Declutter your quarantine workspace (and brain)

(EDITORIAL) Can’t focus? Decluttering your workspace can help you increase productivity, save money, and reduce stress.




It’s safe to say that we’ve all been spending a lot more time in our homes these last few months. This leads us to fixate on the things we didn’t have time for before – like a loose doorknob or an un-alphabetized bookshelf.

The same goes for our workspaces. Many of us have had to designate a spot at home to use for work purposes. For those of you who still need to remain on-site, you’ve likely been too busy to focus on your surroundings.

Cleaning and organizing your workspace every so often is important, regardless of the state of the world, and with so much out of our control right now, this is one of the few things we can control.

Whether you’re working from a home office or an on-site office, take some time for quarantine decluttering. According to The Washington Post, decluttering can increase your productivity, lower stress, and save money (I don’t know about you, but just reading those three things makes me feel better already).
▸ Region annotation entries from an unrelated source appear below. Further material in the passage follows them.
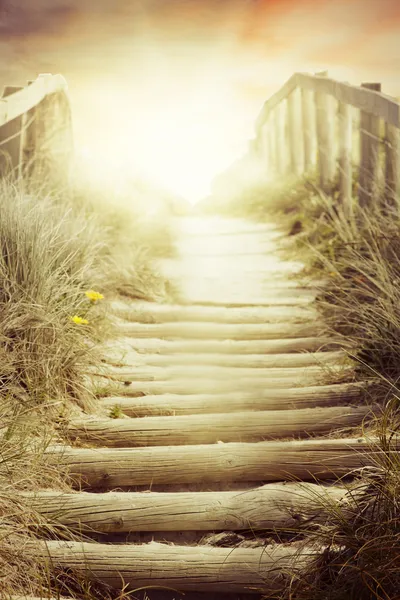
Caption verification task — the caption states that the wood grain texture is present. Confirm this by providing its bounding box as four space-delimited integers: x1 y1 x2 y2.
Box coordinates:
108 336 344 356
256 73 400 131
101 383 368 417
110 301 317 325
46 438 379 489
116 321 324 340
23 483 351 533
0 74 67 126
36 542 317 594
105 351 349 374
66 406 371 448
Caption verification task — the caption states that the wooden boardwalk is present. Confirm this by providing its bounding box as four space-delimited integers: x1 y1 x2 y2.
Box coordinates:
38 218 374 600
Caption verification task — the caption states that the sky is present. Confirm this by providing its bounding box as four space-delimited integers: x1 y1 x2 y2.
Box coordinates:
0 0 400 201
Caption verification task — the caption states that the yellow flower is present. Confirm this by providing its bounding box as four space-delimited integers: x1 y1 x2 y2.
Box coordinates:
70 315 89 325
85 290 104 302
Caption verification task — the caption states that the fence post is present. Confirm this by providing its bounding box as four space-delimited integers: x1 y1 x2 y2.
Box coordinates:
301 88 314 173
287 88 304 175
358 83 381 206
273 104 285 175
385 123 400 205
267 114 277 176
315 71 335 192
338 102 353 210
0 85 26 176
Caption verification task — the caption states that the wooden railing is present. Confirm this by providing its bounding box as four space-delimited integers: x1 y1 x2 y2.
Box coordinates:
0 74 72 179
255 72 400 208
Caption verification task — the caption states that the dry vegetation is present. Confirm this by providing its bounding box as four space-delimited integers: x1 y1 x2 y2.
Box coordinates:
214 173 400 600
0 171 175 600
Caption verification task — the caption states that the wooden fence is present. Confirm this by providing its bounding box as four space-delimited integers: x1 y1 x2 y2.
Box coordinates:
255 72 400 210
0 74 72 179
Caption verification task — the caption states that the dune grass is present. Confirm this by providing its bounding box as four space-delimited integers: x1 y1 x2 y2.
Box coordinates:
231 180 400 600
0 171 175 599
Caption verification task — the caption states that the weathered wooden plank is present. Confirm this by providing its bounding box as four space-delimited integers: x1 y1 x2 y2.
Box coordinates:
301 89 315 173
338 103 353 210
110 301 318 325
296 73 400 128
101 383 367 417
315 75 335 192
114 351 347 368
109 336 345 356
0 74 68 126
116 320 324 340
35 541 317 594
0 85 25 178
24 483 350 533
385 123 400 205
287 89 304 175
66 406 372 448
108 367 337 397
256 73 400 131
101 363 344 385
358 83 381 207
46 438 379 489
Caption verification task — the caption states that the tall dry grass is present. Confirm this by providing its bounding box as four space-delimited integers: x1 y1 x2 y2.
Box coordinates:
0 170 175 600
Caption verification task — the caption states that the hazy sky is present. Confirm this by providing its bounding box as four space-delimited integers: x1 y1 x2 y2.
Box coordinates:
0 0 400 202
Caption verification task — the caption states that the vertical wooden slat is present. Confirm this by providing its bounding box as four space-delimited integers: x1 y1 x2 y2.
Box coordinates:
358 83 381 207
287 89 304 175
267 115 277 178
301 89 315 173
315 71 335 192
273 104 285 175
0 85 24 177
385 123 400 204
261 122 271 176
338 102 353 214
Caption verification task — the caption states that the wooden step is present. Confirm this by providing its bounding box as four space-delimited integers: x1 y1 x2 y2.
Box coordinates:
116 319 323 340
110 301 318 325
66 406 372 448
108 336 345 356
23 483 351 533
109 367 337 398
46 438 379 489
101 383 368 417
166 288 320 308
112 350 349 368
101 363 346 385
32 541 317 594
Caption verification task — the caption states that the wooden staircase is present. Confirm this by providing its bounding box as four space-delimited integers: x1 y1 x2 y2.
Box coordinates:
33 218 374 600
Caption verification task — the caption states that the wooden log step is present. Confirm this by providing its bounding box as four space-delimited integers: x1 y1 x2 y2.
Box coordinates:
125 350 349 368
35 541 317 594
67 406 371 448
101 363 346 384
111 336 344 355
46 438 379 490
23 483 351 533
110 301 318 325
168 288 319 308
101 383 367 417
116 319 323 340
108 367 337 398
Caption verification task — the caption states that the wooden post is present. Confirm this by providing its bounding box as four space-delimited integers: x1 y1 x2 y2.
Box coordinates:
0 85 26 177
261 122 271 175
358 83 381 207
267 115 277 177
315 71 335 192
273 104 285 175
339 102 353 210
385 123 400 205
287 89 304 175
301 88 315 173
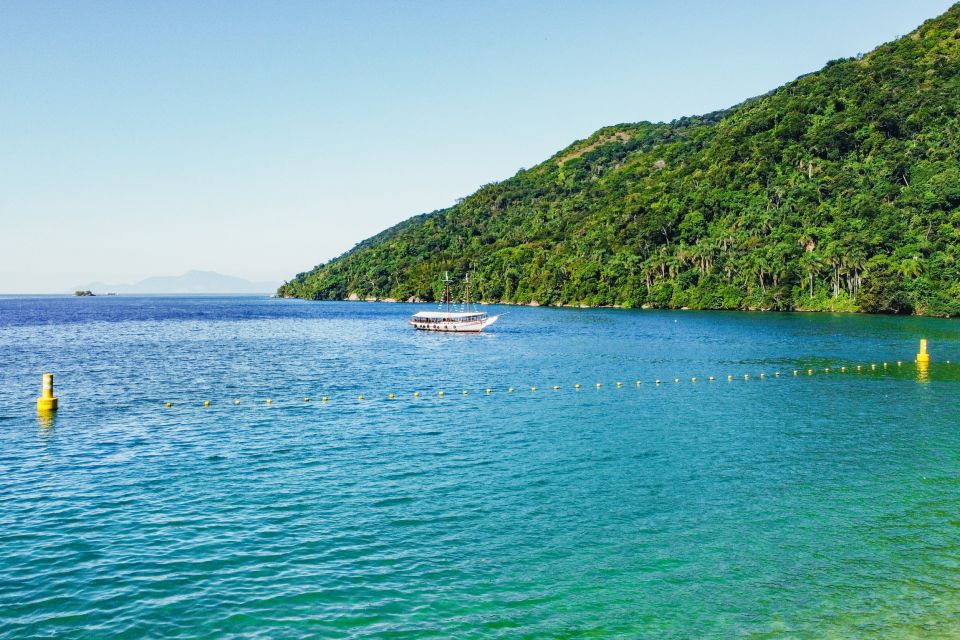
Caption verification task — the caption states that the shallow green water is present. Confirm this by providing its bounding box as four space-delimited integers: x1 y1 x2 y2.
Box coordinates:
0 297 960 638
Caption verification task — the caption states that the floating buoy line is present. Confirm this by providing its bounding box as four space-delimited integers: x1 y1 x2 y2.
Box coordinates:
154 360 950 409
31 340 960 415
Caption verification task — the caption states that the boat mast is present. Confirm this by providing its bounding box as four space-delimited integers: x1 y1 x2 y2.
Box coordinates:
443 271 450 313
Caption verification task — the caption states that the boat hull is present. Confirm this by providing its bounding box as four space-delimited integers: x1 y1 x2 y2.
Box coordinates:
410 316 500 333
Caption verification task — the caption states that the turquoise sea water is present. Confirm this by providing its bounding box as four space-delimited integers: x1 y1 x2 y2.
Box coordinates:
0 297 960 638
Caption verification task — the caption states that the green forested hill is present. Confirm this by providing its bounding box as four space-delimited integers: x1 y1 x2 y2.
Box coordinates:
279 5 960 315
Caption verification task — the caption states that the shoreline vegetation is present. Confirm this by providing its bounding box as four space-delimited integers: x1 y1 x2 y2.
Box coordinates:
272 294 928 319
277 4 960 317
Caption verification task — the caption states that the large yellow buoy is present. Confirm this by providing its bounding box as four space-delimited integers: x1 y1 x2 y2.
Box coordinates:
37 373 58 414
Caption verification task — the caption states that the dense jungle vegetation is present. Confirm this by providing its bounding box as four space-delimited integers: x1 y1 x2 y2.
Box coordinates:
279 4 960 315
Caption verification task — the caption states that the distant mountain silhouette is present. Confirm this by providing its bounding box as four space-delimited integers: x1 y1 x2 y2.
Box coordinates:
83 271 279 294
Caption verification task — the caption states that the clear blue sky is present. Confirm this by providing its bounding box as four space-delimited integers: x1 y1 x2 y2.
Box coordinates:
0 0 950 293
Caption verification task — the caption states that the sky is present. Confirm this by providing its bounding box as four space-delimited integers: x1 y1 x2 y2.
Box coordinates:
0 0 951 293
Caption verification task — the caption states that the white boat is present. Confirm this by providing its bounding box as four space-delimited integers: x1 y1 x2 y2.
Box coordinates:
410 274 502 333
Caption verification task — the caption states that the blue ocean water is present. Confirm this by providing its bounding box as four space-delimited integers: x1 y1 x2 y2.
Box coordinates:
0 296 960 638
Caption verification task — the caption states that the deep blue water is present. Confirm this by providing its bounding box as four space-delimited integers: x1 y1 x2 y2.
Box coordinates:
0 296 960 638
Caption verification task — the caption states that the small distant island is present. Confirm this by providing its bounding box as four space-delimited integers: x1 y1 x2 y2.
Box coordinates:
77 270 277 295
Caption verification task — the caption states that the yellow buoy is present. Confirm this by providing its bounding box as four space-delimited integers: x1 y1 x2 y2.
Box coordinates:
37 373 58 413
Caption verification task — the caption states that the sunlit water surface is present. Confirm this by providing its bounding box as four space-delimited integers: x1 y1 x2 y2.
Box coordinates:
0 297 960 638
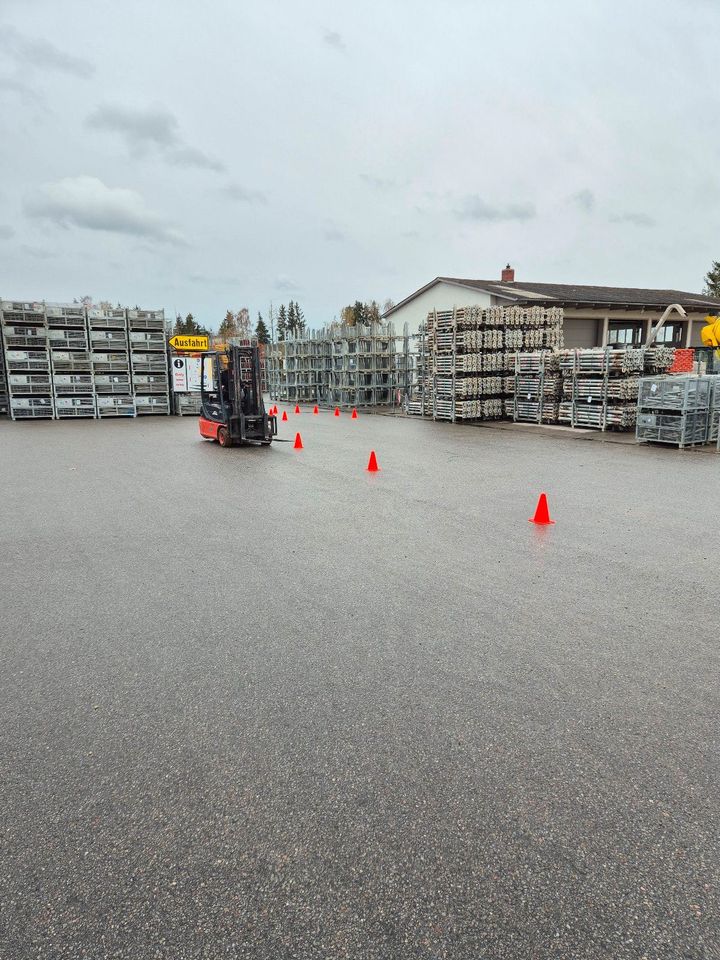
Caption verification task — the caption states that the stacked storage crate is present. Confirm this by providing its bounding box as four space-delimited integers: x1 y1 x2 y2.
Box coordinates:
708 374 720 450
428 307 483 422
127 310 170 416
0 334 10 417
636 375 715 448
559 347 645 430
88 307 135 419
45 304 97 420
508 350 562 423
420 306 563 421
0 300 55 420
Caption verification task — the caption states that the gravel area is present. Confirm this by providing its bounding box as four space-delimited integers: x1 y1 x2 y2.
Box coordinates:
0 408 720 960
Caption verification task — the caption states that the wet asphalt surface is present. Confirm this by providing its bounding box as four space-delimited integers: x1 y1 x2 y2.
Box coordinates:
0 410 720 960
Clutter can cause us to feel overwhelmed and make us feel a bit frazzled. Having an office space filled with piles of paper containing irrelevant memos from five years ago or 50 different types of pens, has got to go – recycle that mess and reduce your stress. The same goes with clearing files from your computer; everything will run faster.

Speaking of running faster, decluttering and creating a cleaner workspace will also help you be more efficient and productive. Build this habit by starting small: try tidying up a bit at the end of every workday, setting yourself up for a ready-to-roll morning.

Cleaning also helps you take stock of stuff that you have so that you don’t end up buying more of it. Create a designated spot for your tools and supplies so that they’re more visible – this way, you’ll always know what you have and what needs to be replenished. This will help you stop buying more of the same product that you already have and save you money.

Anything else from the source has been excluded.